There is presently much effort in the field of 2D materials to explore the unique properties of layered MS2, which mainly exists in two phases: 2H and 1T. The metallic 1T phase is expected to exhibit promising HER catalytic activity, but is highly unstable in nature. Exploring an efficient route to fabricate a high degree of 1T phase is thus highly desirable. Electron-doping approaches, such as electron irradiation and lithium intercalation, have been employed to produce 2D 1T-MoS2. Unfortunately, several factors, such as the high temperature and tedious post-treatment of the residual lithium ions, have limited the scalable production and large-scale application.

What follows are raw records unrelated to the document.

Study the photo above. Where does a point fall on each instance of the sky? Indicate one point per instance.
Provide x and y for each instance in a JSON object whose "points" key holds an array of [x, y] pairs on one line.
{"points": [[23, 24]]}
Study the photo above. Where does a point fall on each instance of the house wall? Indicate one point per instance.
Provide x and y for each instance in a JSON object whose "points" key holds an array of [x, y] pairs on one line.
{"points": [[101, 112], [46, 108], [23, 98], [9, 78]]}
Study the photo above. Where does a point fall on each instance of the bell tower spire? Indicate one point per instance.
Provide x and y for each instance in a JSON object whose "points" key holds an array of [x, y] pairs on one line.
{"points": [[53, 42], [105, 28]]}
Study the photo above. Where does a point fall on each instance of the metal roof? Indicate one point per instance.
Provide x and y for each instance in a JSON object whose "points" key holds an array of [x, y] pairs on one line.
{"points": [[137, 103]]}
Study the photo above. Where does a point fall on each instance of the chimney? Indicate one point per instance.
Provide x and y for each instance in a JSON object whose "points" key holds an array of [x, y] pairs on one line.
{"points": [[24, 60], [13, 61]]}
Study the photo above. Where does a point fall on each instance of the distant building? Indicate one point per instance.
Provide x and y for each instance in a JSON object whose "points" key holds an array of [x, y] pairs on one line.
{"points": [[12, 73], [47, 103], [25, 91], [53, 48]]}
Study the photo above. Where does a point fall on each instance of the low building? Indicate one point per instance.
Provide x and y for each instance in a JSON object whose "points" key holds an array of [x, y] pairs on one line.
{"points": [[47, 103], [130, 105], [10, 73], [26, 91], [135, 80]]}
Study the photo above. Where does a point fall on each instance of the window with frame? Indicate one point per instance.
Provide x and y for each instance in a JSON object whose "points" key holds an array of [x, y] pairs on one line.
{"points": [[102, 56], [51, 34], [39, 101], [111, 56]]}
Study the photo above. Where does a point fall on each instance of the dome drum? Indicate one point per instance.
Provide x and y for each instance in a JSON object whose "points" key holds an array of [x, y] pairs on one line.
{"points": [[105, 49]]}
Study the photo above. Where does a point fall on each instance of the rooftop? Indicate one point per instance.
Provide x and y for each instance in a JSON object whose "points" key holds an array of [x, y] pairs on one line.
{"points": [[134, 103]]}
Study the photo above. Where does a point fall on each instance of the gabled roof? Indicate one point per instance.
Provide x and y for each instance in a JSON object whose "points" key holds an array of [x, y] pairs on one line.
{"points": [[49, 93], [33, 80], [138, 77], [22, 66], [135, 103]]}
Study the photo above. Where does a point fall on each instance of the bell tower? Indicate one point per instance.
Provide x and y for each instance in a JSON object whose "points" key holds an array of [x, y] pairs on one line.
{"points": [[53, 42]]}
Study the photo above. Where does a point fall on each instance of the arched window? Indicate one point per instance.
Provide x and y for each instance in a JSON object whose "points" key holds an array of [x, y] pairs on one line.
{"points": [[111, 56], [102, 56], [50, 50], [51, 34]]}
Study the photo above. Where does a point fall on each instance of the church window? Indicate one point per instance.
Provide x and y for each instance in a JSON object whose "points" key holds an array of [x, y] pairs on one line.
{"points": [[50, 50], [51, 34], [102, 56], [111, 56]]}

In a recent article published in ChemNanoMat, Xu et al. reported a new strategy to create strain-tunable 1T-phase MS2 using supercritical CO2 (SC CO2)-induced reverse micelles. In the reverse-micelle-formation process, repulsion forces between hydrophilic groups and CO2 makes the hydrophilic groups aggregate and the micelles bend. Furthermore, the bending micelles lead to strained 2D single-layer MS2 nanosheets, which directly contribute to the successful transfer from 2H-MS2 to the 1T phase. The obtained 1T-MoS2 exhibits excellent stability and good activity for the hydrogen evolution reaction. A potential of ~330 mV at a current density of 10 mA/cm2 and a Tafel slope of 70 mV per decade were obtained for 1T-MoS2. Thus, this strategy utilizing a reverse-micelle-induced method for fabrication of 2D 1T-MS2 can widen the potential applications in photoelectrocatalysis and photoelectronic devices.

Text kindly provided by the authors of the original article.